Oltre all’Argentina, finora, abbiamo visitato solo la parte meridionale del Cile. Il Cile è diverso, interessante ma più triste, più complicato da vivere e, soprattutto, molto più caro dell’Argentina. Abbiamo pertanto scelto di non rientrare in quel paese ma procedere lungo la Ruta 40, fino al confine nord con la Bolivia.

Anche oggi è stata una giornata speciale. Il panorama maestoso delle montagne di argilla rossa ci ha accompagnato per centinaia di chilometri. Nelle valli scorrevano fiumi di un colore rosa pastello, ricchi di fanghi dilavati dalle alture, anch’esse scolpite ed incise in profondità dalle precipitazioni e dal vento.

Ai lati delle valle, le alture apparivano scure, poi rosse, poi coperte da un leggero manto di verde, quasi fosse muschio, poi di nuovo brulle. Le parti erose rivelavano strati di sedimenti multicolori, dall’ocra al rosso, al giallo, al nero. Pareti strapiombanti spiccavano dalla strada verso il cielo, cariche di massi incastonati, in attesa di precipitarsi a valle con prima pioggia.
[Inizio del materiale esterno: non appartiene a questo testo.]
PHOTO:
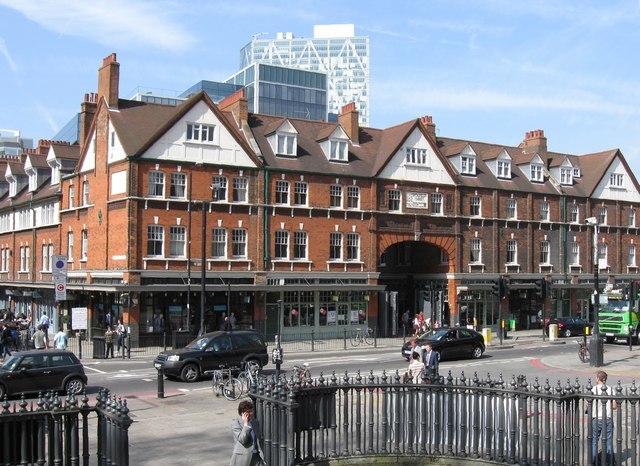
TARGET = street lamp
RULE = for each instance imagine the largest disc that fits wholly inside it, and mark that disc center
(597, 356)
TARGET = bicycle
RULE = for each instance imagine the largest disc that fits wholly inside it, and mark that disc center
(583, 350)
(225, 384)
(359, 335)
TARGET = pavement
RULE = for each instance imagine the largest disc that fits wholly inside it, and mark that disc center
(193, 427)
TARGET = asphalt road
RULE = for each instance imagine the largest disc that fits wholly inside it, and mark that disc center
(137, 376)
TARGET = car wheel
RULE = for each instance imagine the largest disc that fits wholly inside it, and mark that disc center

Verso sera la strada ha preso a salire e con larghe ed invitanti curve ci ha portato oltre quota 2500, dentro le nuvole.
Sentivo la perdita di potenza della moto che tuttavia ha fatto il suo dovere. Il suono del motore è cambiato, divenendo più ovattato, la risposta all’acceleratore più lenta, ma il suo ron, ron, non ha cessato di farsi sentire continuo, rotondo e rassicurante. Ti voglio bene, vecchia mia, continua così!

Nell’ultima parte del percorso odierno il cielo era coperto. Ci siamo fermati per un caffè ed è iniziata la pioggia. Siamo ripartiti ed è cessata. Qualcuno o qualcosa sicuramente ci protegge. In un mese mai uno scroscio d’acqua, niente vento quando abbiamo attraversato lo stretto di Magellano, sia nell’andata che nel ritorno. Tutto è stato perfetto.

All’imbrunire abbiamo attraversato il Tropico del Capricorno. Sui due lati della strada, maestose montagne sulle cui cime di cresta, illuminate dal sole al tramonto, stavano i saguari, immobili sentinelle svettanti contro il cielo terso.

Ci siamo fermati ad Humahuaca, un pueblo a 150 km dal confine. Abbiamo preferito non arrivare alla frontiera di notte, con il dubbio di trovare o meno alloggio.
Abbiamo girato il paese, che ci era stato definito quale centro turistico, senza troppa fortuna. Alla fine ci siamo dovuti accontentare di un sistemazione piuttosto spartana. C’erano ospiti due coppie di ragazzi argentini, in vacanza con lo zaino. Stavano cucinando l’asado e noi ci siamo uniti a loro. Ci siamo fatti accompagnare in macelleria ed abbiamo acquistato un paio di kg di carne mista, cotta poi sulle braci e mangiata assieme ai ragazzi. Abbiamo chiacchierato per tutta la serata ed è stato piacevole.